First case you need to find some element smaller or larger than $$$y$$$ (depending on $$$x$$$), and then multiply the answer by two because there are two ways to place them.

Second case is the same but dont multiply by two.

Third case you should ignore both $$$n$$$ and $$$y$$$.

now in order to match them, we will do dp on the values $$$1,2,3..2 \cdot N$$$.

lets use $$$dp[i][\text{count of values in B unused}][\text{count of values not in B unused}]$$$ to find the number of ways to match the elements in $$$B$$$ with the elements not in $$$B$$$ uptill the $$$ith$$$ element.

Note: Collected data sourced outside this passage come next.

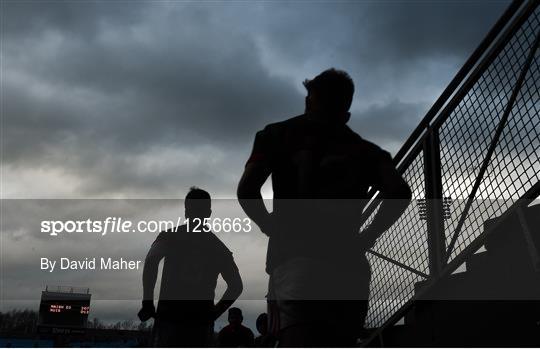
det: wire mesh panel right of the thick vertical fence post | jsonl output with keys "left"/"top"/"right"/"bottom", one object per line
{"left": 440, "top": 4, "right": 540, "bottom": 259}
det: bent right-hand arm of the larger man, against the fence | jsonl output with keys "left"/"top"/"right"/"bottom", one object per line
{"left": 360, "top": 157, "right": 412, "bottom": 249}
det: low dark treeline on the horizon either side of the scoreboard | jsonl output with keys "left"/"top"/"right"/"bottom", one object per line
{"left": 0, "top": 309, "right": 152, "bottom": 333}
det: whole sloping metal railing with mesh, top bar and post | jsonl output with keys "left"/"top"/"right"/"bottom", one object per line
{"left": 363, "top": 0, "right": 540, "bottom": 335}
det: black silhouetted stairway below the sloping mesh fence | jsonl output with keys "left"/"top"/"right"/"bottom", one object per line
{"left": 378, "top": 205, "right": 540, "bottom": 347}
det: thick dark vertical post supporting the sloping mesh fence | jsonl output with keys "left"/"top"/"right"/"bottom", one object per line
{"left": 423, "top": 128, "right": 446, "bottom": 277}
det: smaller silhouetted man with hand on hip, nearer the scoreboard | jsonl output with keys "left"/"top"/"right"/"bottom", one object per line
{"left": 139, "top": 187, "right": 242, "bottom": 347}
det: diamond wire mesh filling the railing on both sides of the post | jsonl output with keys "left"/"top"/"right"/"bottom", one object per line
{"left": 364, "top": 1, "right": 540, "bottom": 327}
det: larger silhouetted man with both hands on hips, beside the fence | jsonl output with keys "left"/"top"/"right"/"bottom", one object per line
{"left": 238, "top": 69, "right": 411, "bottom": 347}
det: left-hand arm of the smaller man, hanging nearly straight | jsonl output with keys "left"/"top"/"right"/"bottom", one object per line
{"left": 138, "top": 237, "right": 165, "bottom": 321}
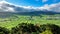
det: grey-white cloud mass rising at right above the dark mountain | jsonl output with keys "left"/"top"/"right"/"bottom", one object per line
{"left": 39, "top": 2, "right": 60, "bottom": 12}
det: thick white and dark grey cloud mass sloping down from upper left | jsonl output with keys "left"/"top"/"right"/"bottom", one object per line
{"left": 0, "top": 1, "right": 34, "bottom": 12}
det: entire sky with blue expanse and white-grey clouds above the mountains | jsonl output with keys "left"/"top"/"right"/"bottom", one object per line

we skip the elements in case $$$3$$$. Elements in $$$B$$$ we either match them with a smaller element or match them with a later element depending on $$$R$$$. and finally elements not in $$$B$$$ can be paired with any element smaller or larger in $$$B$$$.

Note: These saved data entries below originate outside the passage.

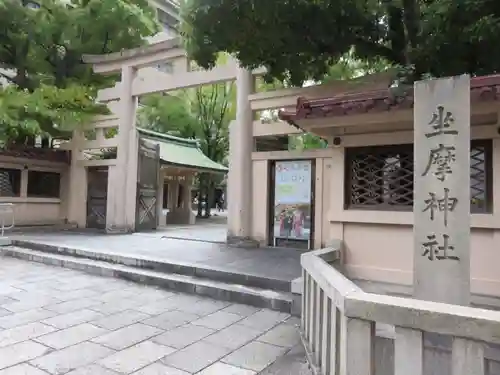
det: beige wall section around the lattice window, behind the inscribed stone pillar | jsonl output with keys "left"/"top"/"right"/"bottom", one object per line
{"left": 336, "top": 129, "right": 500, "bottom": 296}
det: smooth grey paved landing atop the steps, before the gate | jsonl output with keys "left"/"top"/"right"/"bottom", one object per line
{"left": 10, "top": 234, "right": 302, "bottom": 281}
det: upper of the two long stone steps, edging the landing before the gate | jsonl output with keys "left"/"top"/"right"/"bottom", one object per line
{"left": 12, "top": 239, "right": 291, "bottom": 293}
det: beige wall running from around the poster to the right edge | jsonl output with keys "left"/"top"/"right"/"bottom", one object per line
{"left": 253, "top": 124, "right": 500, "bottom": 296}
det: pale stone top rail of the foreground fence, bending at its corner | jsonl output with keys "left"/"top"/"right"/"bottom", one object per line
{"left": 301, "top": 249, "right": 500, "bottom": 343}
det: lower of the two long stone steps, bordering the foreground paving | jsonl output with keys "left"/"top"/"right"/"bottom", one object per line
{"left": 0, "top": 246, "right": 292, "bottom": 313}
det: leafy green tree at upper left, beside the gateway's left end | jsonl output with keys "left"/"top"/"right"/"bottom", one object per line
{"left": 0, "top": 0, "right": 158, "bottom": 142}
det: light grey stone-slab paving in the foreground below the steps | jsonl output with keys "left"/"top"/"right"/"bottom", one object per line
{"left": 0, "top": 257, "right": 309, "bottom": 375}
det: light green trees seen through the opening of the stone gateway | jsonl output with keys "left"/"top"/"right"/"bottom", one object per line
{"left": 138, "top": 83, "right": 235, "bottom": 217}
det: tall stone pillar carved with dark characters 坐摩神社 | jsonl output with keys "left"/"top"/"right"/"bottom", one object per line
{"left": 413, "top": 75, "right": 470, "bottom": 305}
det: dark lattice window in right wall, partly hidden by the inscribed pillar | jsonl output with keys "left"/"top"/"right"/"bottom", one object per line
{"left": 345, "top": 141, "right": 492, "bottom": 213}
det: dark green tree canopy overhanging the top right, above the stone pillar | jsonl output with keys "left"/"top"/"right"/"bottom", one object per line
{"left": 182, "top": 0, "right": 500, "bottom": 85}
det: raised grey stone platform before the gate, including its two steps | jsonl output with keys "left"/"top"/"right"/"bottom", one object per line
{"left": 1, "top": 233, "right": 300, "bottom": 312}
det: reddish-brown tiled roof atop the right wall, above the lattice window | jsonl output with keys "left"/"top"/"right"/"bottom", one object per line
{"left": 279, "top": 75, "right": 500, "bottom": 123}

you can optimize the memory by noticing that you only need $$$i$$$ and $$$i+1$$$ while calculating the $$$dp$$$.

Sliding window.

For each position calculate POS[i], the furthest index j you can match with.

Now if a interval [X,Y] is good then POS[X] >= Y and POS[X+1] >= Y — 1 and so on until the middle.

Now it's a bit annoying since to test [X,Y] it's still O(N), but if you add X to POS[X], now to test if [X,Y] works you just do MIN in the interval [X,MID], and if it's big enough, then you're good. Now just do sliding window on this, extend while you can.

Here's my code: https://pastebin.com/39RQx8UZ

For Balls, I find the exact same problem here, Lostborn . You can use recursive dfs and precompute for small values. The complexity is O(K sqrt(N)), but in reality it is much faster, I guess.

"This is not an optimization problem" is a nice problem which could be transformed into a Taylor Shift problem. And Taylor shift is solvable in N*log(N) using Number Theoretic Transform.